Ghost Trick: Phantom Detective rating spotted in Korea

Ghost Trick

It seems like Capcom is prepping up some kind of re-release for Ghost Trick: Phantom Detective, if a new rating is anything to go by.

The new rating for the classic adventure game lists its publisher as Gamepia – who handle all of Capcom’s titles in Korea. The rating is also listed for PC, though PC rating listings are listed separately from console releases, even for the same game.


Ghost Trick: Phantom Detective was originally released for Nintendo DS for Japan back in 2010 and in 2011 for the west. It was later re-released for iOS worldwide, though it has yet to get a proper modern release on PC or consoles.

Here’s a rundown on the game:

Ghost Trick: Phantom Detective

Ghost Trick: Phantom Detective from Capcom, is a combination of a mystery, logic puzzles and a supernatural thriller, only for the Nintendo DS.

Find the right route

There are always several routes you can take, some more obvious, some hidden at first glance. Can you be Sissel’s spirit guide and sleuth out the right way forward? Do the right thing, bring the bad guys to justice and reach back from the beyond in Ghost Trick: Phantom Detective.

An intricate, stylish and funny puzzle adventure developed by Shu Takumi, original creator of the Ace Attorney series, only for the Nintendo DS.

A supernatural tale packed with brain-teasing situations, combining physical and mental logic puzzles to keep you thinking outside the box.

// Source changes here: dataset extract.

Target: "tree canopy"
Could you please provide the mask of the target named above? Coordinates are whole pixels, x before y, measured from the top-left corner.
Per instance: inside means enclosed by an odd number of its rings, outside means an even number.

Use the stylus to draw the right path through items Sissel can possess to solve puzzles, phantasmagorically flummox the baddies and beckon innocent folks towards safety.

The story comprises a dozen chapters which add up to hours of challenging, intriguing gameplay.

Features

Help Sissel discover his identity – Sissel appears to have lost his memory and if that weren’t enough he rather appears to have been murdered too. On top of all this it’s just bound to be raining. Typical.

With no memory of who he is (or to be more exact, was), zero clue why he was done away with and only the few hours remaining until dawn breaks before his soul will vanish forever, there’s only one thing for the proactive, amnesiac spectre to do: Sissel must solve his own murder. Which will be tricky, what with him no longer being among the living.

Luckily, his new best buddy, a possessed lamp is around to show him the ropes of the spirit form. During the limited hours he has left to uncover the truth behind his premature demise, Sissel bravely resolves to make use of his supernatural abilities to protect other innocents from a similar, unexpected fate.

From the creator of the Ace Attorney series

Thus begins the story of Ghost Trick: Phantom Detective, a humorous new puzzle adventure for the Nintendo DS from Capcom. With Shu Takumi – the original creator of the Ace Attorney series – at the helm, this otherworldly adventure mixes kooky humour with a sentimental, engrossing story and is packed with perplexing logic puzzles from beginning to end.

Vividly brought to life with stylish characters, beautiful animation and high production values, this offering from Capcom allows you to step into the spectral shoes of Sissel’s ghost and make right some wrongs that have yet to come.

Possess and manipulate objects to change fate

Possession may be nine-tenths of the law but in Sissel’s case it’s what he’s all about! While he can’t talk to or touch people he can get his poltergeist on with objects in the environment: briefly possessing items to manipulate or use them and by doing so evoking reactions from living people in the real world.

As Sissel’s unquiet spirit can only hop to objects within a certain radius, you’ll need to use the stylus to draw his path on the Touch Screen through a chain of items to get from one side of a scene to the other. Find the path to the right item and you might just get a reaction that changes the course of fate. With this power Sissel can distract clueless would-be victims towards safety or surreptitiously get in the way of the bad guy with bad deeds on his mind.